The following is a question for my math class. I just cannot figure it out.
Given is that: h is the altitude that divides the longest side of this right triangle into p and q.
Question: Prove that h² = pq
I really have no idea what to do. Could anyone push me in the right direction?
EDIT: I'm now this far:
For convenience, lets call the opposite side of the big triangle s, and the adjacent of the big triangle r.
There are three similar triangles:
- Triangle shq
- Triangle hpr
- Triangle sr(p+q)
Now, using the pythagoras theorem to determine the hypotenuse(i.e. p+q) of the big triangle sr(p+q)
$(p+q)^2 = s^2 + r^2$
Now filling in s and r:
$(p+q)^2 = h^2 + q^2 + h^2 + p^2$
$(p+q)^2 = h^4 + p^2 + q^2$
$p+q = h^2$
but... $p + q$ isn't $p*q$, right? Where is my mistake?

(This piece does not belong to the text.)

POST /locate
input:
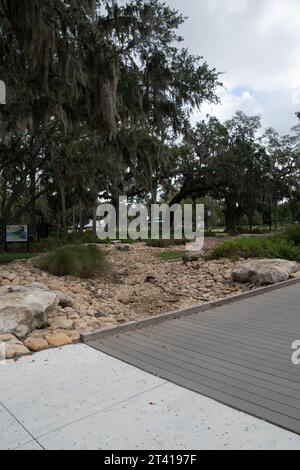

Note that $\triangle ADC \sim \triangle BDA$. (Why?) This is so since $$\angle{ADC} = \angle{BDA} = 90^{\circ}$$ Further, $$\underbrace{\angle{CAD} = 90^{\circ} - \angle{ACD}}_{\because\text{ }\triangle ADC \text{ is right-angled at }D} = \underbrace{90^{\circ} - \angle{ACB} = \angle{ABC}}_{\because \text{ }\triangle ABC \text{ is right-angled at } A} = \angle{ABD}$$ Hence, we have that $\triangle ADC \sim \triangle BDA$. Hence, the ratio of the corresponding sides must be equal i.e. $$\dfrac{\text{Side opposite to }\angle{ACD}}{\text{Side opposite to }\angle{DAC}} = \dfrac{\text{Side opposite to }\angle{BAD}}{\text{Side opposite to }\angle{DBA}}$$ From this conclude, what you want to.